Tuesday, June 21, 2005

The Other GWOT: John Bolton edition

Bush has gotten himself into a political pickle with the Bolton nomination, and the odds are now clearly against Bolton's confirmation, with the political result is that George Bush is beginning to be openly described as a lame duck.

But these political issues aside, the underlying issue, at this point, is a procedural one. Although Bolton will certainly be a terrible U.N. Ambassador, the fight at this point is over whether you believe that the executive branch has an obligation to transparency to the other branches and to the American people. The Bush regime is arguing that as the President he has the right to get a vote on anyone he wants for any job, and that his nominations should get a vote without Congress being permitted a fishing expedition for documents -- even if those documents unquestionably pertain to the person's competency to perform the job. As I've written before, the Bush regime may suffer from a small consistency when it comes to Global War on Terror, but it is nothing if not single-minded in the pursuit of its "Other GWOT," e.g. its Global War on Transparency.

But the interesting question why are the Bushies putting up such a fight over these documents? After all, it hands over lots of documents every day, but then all of a sudden digs in its heels at a certain point. How does it draw the line? As part of its Other GWOT, it refuses to make even its own principles for drawing these lines transparent, since to do so would open that reasoning itself up to legal scrutiny.
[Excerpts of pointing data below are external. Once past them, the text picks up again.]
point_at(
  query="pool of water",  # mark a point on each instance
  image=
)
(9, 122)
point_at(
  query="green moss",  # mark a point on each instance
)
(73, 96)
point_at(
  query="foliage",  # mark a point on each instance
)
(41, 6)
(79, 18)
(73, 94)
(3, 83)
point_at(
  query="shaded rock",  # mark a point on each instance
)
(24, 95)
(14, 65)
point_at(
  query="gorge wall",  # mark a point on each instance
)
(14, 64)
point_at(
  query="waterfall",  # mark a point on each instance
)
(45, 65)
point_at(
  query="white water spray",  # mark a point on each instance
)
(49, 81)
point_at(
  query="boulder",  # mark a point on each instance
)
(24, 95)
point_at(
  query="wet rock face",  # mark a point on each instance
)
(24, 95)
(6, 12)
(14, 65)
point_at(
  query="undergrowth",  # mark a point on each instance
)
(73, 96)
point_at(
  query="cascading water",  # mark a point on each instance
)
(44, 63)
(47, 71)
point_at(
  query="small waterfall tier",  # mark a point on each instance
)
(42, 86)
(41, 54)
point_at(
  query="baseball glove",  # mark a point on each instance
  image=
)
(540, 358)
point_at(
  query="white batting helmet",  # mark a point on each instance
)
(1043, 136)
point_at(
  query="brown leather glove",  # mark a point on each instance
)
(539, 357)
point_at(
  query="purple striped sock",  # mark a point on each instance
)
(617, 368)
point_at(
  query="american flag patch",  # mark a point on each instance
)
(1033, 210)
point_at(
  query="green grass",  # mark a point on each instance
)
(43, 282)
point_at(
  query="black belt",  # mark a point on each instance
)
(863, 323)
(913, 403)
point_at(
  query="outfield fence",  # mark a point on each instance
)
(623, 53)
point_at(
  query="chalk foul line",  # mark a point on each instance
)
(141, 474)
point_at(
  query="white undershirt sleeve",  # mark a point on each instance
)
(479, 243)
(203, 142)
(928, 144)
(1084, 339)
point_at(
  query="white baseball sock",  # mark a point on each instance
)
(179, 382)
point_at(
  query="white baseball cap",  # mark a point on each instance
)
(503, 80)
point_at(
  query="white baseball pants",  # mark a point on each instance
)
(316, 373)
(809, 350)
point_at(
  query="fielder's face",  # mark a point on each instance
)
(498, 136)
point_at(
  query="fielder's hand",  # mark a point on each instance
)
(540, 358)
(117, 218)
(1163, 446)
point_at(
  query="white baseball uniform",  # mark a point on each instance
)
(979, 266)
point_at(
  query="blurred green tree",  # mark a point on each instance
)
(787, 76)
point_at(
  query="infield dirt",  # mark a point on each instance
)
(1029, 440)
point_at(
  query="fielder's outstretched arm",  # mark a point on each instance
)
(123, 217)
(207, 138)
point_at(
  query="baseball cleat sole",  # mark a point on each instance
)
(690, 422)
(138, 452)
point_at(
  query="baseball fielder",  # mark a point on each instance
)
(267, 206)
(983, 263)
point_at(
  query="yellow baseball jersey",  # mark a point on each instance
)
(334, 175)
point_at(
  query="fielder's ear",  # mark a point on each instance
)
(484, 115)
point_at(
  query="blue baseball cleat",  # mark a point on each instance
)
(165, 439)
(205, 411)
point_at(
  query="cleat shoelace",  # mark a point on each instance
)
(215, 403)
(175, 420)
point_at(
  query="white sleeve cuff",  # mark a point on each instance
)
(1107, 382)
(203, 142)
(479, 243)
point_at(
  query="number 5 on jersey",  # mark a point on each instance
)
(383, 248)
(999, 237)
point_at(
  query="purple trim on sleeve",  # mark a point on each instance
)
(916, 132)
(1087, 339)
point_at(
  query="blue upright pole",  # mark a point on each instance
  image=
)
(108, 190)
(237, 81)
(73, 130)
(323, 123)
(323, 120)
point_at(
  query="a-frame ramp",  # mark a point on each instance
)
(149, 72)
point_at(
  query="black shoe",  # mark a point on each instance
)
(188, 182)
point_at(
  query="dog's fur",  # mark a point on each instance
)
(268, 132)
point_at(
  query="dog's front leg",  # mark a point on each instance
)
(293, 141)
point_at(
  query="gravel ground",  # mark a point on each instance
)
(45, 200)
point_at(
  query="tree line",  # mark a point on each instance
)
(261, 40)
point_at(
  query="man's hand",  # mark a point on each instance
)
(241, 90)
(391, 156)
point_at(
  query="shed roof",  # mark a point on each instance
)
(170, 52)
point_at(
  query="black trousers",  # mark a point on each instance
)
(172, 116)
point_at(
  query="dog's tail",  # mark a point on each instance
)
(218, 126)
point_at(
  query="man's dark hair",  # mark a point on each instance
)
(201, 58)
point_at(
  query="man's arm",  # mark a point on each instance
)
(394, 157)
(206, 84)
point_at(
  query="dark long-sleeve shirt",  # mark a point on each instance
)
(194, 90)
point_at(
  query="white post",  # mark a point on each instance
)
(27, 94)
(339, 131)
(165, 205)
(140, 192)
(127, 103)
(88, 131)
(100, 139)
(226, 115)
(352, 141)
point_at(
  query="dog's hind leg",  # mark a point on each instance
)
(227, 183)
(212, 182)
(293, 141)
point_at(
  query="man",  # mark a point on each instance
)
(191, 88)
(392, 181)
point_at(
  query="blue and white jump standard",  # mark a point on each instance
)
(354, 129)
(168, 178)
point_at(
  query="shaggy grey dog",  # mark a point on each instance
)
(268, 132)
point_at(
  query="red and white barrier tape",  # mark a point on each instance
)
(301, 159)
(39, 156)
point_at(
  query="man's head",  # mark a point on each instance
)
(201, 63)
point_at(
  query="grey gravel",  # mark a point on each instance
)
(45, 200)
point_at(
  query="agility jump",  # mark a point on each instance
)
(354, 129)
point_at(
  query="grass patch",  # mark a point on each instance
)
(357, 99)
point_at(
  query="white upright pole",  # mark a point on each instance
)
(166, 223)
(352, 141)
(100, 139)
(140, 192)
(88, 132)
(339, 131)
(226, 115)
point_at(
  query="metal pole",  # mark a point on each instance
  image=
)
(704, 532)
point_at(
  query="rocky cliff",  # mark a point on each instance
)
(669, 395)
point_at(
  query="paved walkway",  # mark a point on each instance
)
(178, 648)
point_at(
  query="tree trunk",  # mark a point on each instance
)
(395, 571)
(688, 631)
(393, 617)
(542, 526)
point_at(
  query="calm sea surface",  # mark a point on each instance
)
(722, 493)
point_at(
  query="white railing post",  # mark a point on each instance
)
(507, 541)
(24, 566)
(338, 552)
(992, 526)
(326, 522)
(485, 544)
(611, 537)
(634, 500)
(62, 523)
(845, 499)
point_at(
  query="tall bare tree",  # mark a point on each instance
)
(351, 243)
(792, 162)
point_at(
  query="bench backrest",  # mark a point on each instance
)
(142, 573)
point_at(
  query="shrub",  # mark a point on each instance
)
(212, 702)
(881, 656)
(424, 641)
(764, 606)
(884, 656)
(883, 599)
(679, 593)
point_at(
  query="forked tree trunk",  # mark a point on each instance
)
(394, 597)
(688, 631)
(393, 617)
Speculation is now running that it has to do with the companies that are named in the documents -- which many believe may be major Bush contributors, who are perhaps implicated in shady dealings or worse with the Chinese or the Libyans. Part of the reason for this speculation is that the last battle of this sort that received headlines was over the advice Dick Cheney had received from industry lobbyists in drafting an energy plan -- a battle that the Bushies eventually won before the Supreme Court.

In this case, however, the battle won't go to the Supreme Court but instead will be fought in the court of public opinion, over two competing procedural principles: should a President be able to get a Senate floor vote on any nominee he wants for any job, period; or do the American people first have the right to see all the documentary evidence regarding that candidate that a significant group of Senators deem pertinent to their vote? This is clearly a battle the Democrats ought to win, since in our democracy it remains (for now) awfully hard to make a principled defense of secrecy.